In late September, the CDC issued an urgent health advisory about the greatly heightened risks posed to mother and child if a pregnant person skips getting a COVID-19 vaccine. “This CDC warning comes on the heels of all the major obstetrics associations over the summer strongly recommending vaccination for pregnant women,” said Jennifer Thompson, M.D., a specialist in high-risk pregnancy and an associate professor of obstetrics and gynecology at Vanderbilt University Medical Center.
This rising chorus of emphatic calls for pregnant women to get vaccinated rests not only on the serious risks associated with COVID-19 during pregnancy but also growing evidence demonstrating the vaccine’s safety, Thompson stated.
As of mid-October 2021, the CDC has reported over 128,000 cases of COVID-19 among pregnant people, with over 22,000 hospitalizations and 180 deaths.
Vaccine Hesitancy Among Pregnant People
Expectant patients, who are at higher risk of severe illness from COVID-19, are less likely than members of the general population to accept vaccination, Thompson explained, with the same kinds of disparities affecting the general population affecting the pregnant population. “Black and Hispanic pregnant women are overrepresented among the expectant mothers who contract COVID-19 and also among those who go on to have severe illness,” she said.
“When I do have someone who shifts and decides to go ahead and get the vaccination, it feels like a real victory protecting her and her baby.”
Only 31 percent of pregnant people in the U.S. have been fully vaccinated against COVID-19 as of September 18, 2021. In comparison, at the time of writing, 67 percent of the general population have received one dose while 57 percent have received both.
Discussing her pregnant patients, Thompson said, “Despite all evidence, those who are interested are interested; those who aren’t interested in the vaccine don’t get it; and then there are some who are still on the fence.”
Delta Variant Makes Matters Worse
“Despite all evidence, those who are interested are interested; those who aren’t interested in the vaccine don’t get it; and then there are some who are still on the fence.”
“In August, we had 39 pregnant women admitted to the hospital for COVID-19 and 10 wound up in the ICU,” she said. “With the previous surge in January, we had only one or two pregnant patients admitted to the ICU and about 10 admitted to the hospital.”
Associations and the CDC Intensify Vaccine Recommendations
In late July 2021, both the American College of Obstetricians and Gynecologists (ACOG) and the Society for Maternal-Fetal Medicine (SMFM), the leading obstetrics associations, jointly issued a strong recommendation that pregnant people get vaccinated against COVID-19. This recommendation represented a change from the groups’ previous, less emphatic position.
“In August, we had 39 pregnant women admitted to the hospital for COVID-19 and 10 wound up in the ICU.”
“The CDC followed the ACOG with its own strong recommendation for vaccination on August 11th,” Thompson said. Several other organizations issued similar strong recommendations around that time, she stated.

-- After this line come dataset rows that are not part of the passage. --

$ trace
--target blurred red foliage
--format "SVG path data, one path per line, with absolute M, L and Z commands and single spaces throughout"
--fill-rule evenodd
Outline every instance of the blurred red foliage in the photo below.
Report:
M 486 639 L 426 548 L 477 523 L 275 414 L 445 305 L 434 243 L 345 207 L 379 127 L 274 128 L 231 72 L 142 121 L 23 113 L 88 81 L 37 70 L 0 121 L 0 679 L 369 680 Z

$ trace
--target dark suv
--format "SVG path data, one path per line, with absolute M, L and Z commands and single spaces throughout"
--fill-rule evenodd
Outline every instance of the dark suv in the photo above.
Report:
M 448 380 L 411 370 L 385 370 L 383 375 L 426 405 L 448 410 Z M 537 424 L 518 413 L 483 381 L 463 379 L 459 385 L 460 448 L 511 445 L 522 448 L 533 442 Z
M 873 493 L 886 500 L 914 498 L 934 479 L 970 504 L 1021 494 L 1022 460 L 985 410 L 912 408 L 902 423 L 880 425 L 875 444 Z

“It was the growing evidence from both U.S. and Israeli studies that supported the safety of the vaccines and also showed all the risks of COVID-19 in pregnancy that led to the changes from ‘strongly encouraged’ to ‘strongly recommended,’” Thompson said.
Difficult Conversations Can Pay Off
Some initially reluctant pregnant patients are accepting the vaccines when they learn of the growing evidence about conferred protection to newborns, Thompson said. “Studies have shown that if a woman receives both doses of an mRNA vaccine prior to delivery, antibodies to SARS-CoV-2 are detected in cord blood and breast milk,” she said.
The new recommendations from the CDC, ACOG, and SMFM urge providers to “enthusiastically recommend” vaccination to their patients as being safe before, during, or after pregnancy. Thompson does so, but her unvaccinated patients explain their reluctance with reasons such as: “It’s a personal choice;” “I don’t feel comfortable taking anything during my pregnancy;” and “We don’t have enough long-term data.”
Thompson stresses that it’s important to delve more deeply into what causes a patient to be hesitant about getting the vaccine and work to dispel the incorrect information that is influencing them. “When I do have someone who shifts and decides to go ahead and get the vaccination,” Thompson said, “it feels like a real victory protecting her and her baby.”